Kim Kardashian wants to start planning for her future with Kanye West; that is once her divorce papers come in. Kardashian, 32, recently set the record straight to UsMagazine.com, confirming that she is not pregnant nor having a “surprise wedding” with West. Technically, she her divorce to Brooklyn Nets Kris Humphries is not official and continues at a snail’s pace. However, a close source reveals that the couple does have a plan for their future. “Kim thinks they’ll get engaged and try for a baby once the divorce is final…Kanye is actually being very patient.” All that is needed is ink to dry on Kardashian’s walking papers.
What are some things to be careful of in a relationship after your divorce?
Dating again post-divorce can be both exciting and challenging, especially if you have been off the market for quite some time. While you may feel you are ready to start a love life once more, there are many things to be careful about in new relationships.
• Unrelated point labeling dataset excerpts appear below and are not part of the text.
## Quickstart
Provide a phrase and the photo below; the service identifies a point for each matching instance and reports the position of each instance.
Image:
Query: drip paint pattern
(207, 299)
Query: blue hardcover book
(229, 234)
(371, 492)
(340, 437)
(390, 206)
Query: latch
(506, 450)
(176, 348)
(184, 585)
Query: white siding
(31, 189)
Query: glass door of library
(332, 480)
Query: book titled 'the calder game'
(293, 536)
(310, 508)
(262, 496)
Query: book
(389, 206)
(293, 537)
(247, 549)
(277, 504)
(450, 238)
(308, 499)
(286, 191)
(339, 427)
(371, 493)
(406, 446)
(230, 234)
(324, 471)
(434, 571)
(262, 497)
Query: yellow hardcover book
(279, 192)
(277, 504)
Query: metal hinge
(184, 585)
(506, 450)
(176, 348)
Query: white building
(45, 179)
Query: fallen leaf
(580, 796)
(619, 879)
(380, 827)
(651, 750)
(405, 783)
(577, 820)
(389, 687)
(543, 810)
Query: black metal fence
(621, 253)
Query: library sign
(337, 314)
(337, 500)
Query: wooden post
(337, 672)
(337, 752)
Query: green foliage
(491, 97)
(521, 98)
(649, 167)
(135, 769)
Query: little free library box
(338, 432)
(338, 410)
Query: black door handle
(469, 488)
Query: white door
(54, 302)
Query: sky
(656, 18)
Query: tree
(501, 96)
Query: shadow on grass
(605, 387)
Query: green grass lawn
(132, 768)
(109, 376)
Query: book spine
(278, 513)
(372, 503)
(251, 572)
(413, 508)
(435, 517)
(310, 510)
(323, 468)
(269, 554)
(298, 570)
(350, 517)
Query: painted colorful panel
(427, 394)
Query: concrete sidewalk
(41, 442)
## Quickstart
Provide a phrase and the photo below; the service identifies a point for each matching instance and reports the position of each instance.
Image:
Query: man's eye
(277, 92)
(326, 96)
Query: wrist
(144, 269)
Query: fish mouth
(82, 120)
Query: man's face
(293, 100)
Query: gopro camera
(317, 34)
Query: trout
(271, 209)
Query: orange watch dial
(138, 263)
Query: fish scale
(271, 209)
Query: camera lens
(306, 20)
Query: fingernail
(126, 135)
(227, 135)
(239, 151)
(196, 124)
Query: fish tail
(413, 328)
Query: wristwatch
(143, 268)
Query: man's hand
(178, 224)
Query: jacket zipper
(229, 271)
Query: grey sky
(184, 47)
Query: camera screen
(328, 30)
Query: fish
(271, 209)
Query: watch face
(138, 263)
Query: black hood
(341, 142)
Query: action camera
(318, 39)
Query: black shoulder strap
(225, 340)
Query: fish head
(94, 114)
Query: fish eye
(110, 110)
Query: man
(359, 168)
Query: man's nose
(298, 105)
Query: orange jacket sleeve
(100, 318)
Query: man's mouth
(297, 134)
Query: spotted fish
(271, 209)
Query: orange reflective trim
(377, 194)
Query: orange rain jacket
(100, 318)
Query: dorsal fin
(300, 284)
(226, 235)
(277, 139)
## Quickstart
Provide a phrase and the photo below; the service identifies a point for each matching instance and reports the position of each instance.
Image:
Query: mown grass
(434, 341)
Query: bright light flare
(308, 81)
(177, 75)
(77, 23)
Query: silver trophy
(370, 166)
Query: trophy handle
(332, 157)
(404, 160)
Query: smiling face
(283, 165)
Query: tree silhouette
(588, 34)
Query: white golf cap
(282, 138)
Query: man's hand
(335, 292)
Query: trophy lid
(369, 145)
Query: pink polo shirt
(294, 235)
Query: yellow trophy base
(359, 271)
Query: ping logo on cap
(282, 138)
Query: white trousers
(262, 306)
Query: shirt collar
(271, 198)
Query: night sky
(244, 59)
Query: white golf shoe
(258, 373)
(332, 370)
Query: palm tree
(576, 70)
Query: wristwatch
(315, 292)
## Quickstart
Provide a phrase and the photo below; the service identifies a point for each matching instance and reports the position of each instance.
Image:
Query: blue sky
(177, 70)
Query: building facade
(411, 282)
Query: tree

Some things will be obvious and some will sneak up on you. So to get you started, here are a few no-no’s to think about when saying yes to a date:
1. Jumping in too soon: While there is no set time for when to start dating again, you can jump into the dating pool too soon. The main thing to focus on is whether you have healed from your divorce. Taking the time to get to loving your single self and realizing what you did wrong before will help you not to make the same mistakes again.
2. Comparing your ex to your new partner: One thing a potential partner hates is being compared to the ex or even listening about him/her over dinner. So try not to do it. While you do not want to find an exact replacement to your ex, keep in mind that every person is different and will not necessarily act the same as your ex in a similar past situation. Bottom line, keep your ex in the past.
3. Repeating the same mistakes: A common thing to do when you are not ready to date is to repeat the same mistakes. This usually happens in not taking the time to analyze what went wrong in your previous marriage and what responsibility you had in those mistakes. Without unlearning the wrong way and relearning the right way to handle a conflict, you are doomed to repeat.